Final answer:
The elasticity of demand at a price of $2 for the function D(p)=125-4p² is approximately -0.294, indicating that the demand at this price is inelastic.
Step-by-step explanation:
To find the elasticity of demand at a price of $2 for the demand function D(p)=125−4p², we first need to calculate the derivative of the demand function with respect to price (p), which represents the rate of change of quantity demanded in response to a change in price.

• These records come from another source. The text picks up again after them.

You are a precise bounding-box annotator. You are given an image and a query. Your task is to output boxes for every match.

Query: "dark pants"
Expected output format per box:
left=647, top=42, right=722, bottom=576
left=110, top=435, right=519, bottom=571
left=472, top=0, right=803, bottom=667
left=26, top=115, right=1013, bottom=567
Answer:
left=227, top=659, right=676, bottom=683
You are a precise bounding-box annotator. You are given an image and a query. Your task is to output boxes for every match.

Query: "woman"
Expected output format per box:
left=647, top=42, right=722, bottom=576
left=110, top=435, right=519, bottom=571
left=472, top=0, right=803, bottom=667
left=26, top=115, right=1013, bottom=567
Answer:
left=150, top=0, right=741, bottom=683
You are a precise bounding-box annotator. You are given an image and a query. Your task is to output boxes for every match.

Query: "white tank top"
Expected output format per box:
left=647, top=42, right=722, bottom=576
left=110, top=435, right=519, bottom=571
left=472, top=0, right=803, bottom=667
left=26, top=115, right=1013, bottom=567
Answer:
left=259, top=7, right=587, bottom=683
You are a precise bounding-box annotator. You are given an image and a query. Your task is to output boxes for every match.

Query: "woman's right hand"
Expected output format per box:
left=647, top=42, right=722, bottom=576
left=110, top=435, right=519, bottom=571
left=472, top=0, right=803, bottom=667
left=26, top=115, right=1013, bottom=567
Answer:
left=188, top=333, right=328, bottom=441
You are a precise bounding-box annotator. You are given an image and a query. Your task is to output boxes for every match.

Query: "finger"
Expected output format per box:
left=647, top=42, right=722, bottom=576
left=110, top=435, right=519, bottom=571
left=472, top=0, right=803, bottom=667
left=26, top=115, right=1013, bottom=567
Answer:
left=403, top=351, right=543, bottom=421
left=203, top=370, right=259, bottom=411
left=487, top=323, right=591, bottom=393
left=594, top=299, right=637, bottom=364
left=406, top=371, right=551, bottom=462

The formula for elasticity of demand is given by:
E(p) = (p / Q(p)) * (dQ(p)/dp)
Firstly, calculate the derivative of the demand function:
dD(p)/dp = d(125 − 4p²)/dp = −8p
Now, substitute p = 2 into D(p) to find quantity demanded (Q):
Q(2) = 125 − 4(2)² = 125 − 4(4) = 125 − 16 = 109
Next, compute the derivative at p = 2:
dD(p)/dp|p=2 = −8(2) = −16
Finally, we use the elasticity formula to find the elasticity of demand at p = 2:
E(2) = (2 / 109) * (−16) = −32/109 ≈ −0.294
Since the value is less than 1, the demand is inelastic at this price level. This means that the quantity demanded does not change significantly with a change in price.